Cultural Sociology Series – Palgrave MacMillan

Jeffrey Alexander, Philip Smith, David Inglis and Ron Eyerman, editors




Jeffrey Alexander, Philip Smith and Matthew Norton, Editors

Interpreting Clifford Geertz: Cultural Investigation in the Social Sciences

Theorist Clifford Geertz’s influence extends far beyond anthropology. Indeed the case could be made that he has been abandoned by anthropology and that his legacy has been transferred to a more diffuse community of scholars interested in interpretation. This volume reflects the breadth of his influence, looking at Geertz as a theorist rather than as an anthropologist. To date, there has been no impartial, comprehensive, and authoritative work published on this critical figure. Contributors include an interdisciplinary team of leading scholars investigating the three core components of contested legacy: theory, method, and writing.

Anne Kane

Constructing Irish Nationalist Identity:
Ritual and Discourse during the Land War, 1879-1882

A major statement in both historical and cultural sociology,Constructing Irish Nationalist Identity: Ritual and Discourse during the Land War, 1879-1882, provides a theoretical and methodological model for analyzing symbolic and social transformation in major historical events. Synthesizing the strong program in cultural sociology with eventful temporality, Anne Kane demonstrates the construction of political alliance and the emergence of a counter hegemonic cultural structure over the course of a political movement and campaign. Through deep analysis of the discursive struggles of contentious participants–tenant farmers, nationalists, and the Irish Catholic Church–in the multitudinous enchained ritualistic events of the Irish Land War, Kane illuminates the construction of a reconfigured Irish Nationalist Identity.
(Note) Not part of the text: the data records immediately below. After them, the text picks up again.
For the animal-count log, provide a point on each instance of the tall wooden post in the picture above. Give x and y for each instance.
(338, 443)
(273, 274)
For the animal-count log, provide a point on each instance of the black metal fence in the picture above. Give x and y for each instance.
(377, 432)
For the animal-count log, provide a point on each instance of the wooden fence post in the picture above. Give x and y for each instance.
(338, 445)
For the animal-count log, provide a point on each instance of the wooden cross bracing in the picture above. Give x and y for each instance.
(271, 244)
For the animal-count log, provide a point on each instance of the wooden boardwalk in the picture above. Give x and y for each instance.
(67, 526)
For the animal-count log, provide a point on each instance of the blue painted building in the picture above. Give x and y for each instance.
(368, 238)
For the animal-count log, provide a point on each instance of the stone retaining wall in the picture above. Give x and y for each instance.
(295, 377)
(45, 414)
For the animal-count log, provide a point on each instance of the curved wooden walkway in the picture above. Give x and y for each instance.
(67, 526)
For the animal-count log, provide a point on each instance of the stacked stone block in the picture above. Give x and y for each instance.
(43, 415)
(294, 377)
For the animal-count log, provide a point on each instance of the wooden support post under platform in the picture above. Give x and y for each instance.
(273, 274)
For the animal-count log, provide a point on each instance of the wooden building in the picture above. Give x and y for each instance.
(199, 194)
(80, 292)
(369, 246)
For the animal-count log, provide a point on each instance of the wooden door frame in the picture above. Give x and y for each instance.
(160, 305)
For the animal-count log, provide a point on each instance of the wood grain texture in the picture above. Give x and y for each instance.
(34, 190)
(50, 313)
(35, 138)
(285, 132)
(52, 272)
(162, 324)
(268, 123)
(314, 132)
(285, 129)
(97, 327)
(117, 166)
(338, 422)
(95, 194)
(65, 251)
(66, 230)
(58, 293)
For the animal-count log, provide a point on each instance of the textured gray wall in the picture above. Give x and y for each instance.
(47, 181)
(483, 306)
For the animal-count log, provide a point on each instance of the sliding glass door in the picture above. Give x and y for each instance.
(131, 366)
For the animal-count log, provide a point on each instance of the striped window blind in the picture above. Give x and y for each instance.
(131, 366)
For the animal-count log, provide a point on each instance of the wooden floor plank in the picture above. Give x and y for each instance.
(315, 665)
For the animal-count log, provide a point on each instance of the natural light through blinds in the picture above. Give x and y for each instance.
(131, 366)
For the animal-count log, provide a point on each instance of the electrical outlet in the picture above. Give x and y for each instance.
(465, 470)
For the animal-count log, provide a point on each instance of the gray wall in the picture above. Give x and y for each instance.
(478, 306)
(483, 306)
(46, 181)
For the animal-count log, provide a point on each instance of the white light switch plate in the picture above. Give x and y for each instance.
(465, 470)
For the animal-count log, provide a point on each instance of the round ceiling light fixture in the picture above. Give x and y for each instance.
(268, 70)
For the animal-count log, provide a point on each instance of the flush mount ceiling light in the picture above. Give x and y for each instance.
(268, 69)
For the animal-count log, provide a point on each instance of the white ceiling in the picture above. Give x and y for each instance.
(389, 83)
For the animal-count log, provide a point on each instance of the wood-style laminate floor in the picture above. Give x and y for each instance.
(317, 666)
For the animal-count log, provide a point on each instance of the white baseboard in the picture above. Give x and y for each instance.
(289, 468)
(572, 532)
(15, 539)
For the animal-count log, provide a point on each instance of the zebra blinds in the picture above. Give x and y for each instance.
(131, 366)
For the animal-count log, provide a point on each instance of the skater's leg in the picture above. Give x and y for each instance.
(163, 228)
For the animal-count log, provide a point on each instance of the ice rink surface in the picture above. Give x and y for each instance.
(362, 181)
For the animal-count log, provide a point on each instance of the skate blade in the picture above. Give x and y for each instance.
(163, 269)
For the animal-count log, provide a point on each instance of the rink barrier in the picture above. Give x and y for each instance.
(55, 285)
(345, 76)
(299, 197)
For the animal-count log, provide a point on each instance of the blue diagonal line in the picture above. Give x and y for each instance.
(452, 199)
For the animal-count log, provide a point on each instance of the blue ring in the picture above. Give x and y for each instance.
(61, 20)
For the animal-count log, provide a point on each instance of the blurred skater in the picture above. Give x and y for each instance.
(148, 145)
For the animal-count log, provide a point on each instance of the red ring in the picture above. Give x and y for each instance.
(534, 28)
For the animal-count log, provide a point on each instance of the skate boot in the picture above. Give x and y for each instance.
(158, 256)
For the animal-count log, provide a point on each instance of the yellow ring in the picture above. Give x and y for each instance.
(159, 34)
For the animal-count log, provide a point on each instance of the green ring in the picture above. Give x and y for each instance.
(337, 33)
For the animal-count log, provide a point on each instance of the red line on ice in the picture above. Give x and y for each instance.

Jeffrey C. Alexander, Dominik Bartmanski, and Bernhard Giesen, Editors

Iconic Power: Materiality and Meaning in Social Life

Iconic Power is a collection of original articles that explores social aspects of the phenomenon of icon. Having experienced the benefits and realized the limitations of so called “linguistic turn,” sociology has recently acknowledged a need to further expand its horizons. “Visual sociology” is emerging as a separate field and prominent scholars announce the coming of “the pictorial turn.” The methods and themes taken up in these studies respond to this shift in social scientific interest. Each contribution to this book carefully tests the analytic purchase and empirical implications of iconicity. If we can succeed in understanding the iconic, we should be able to know our culture much better.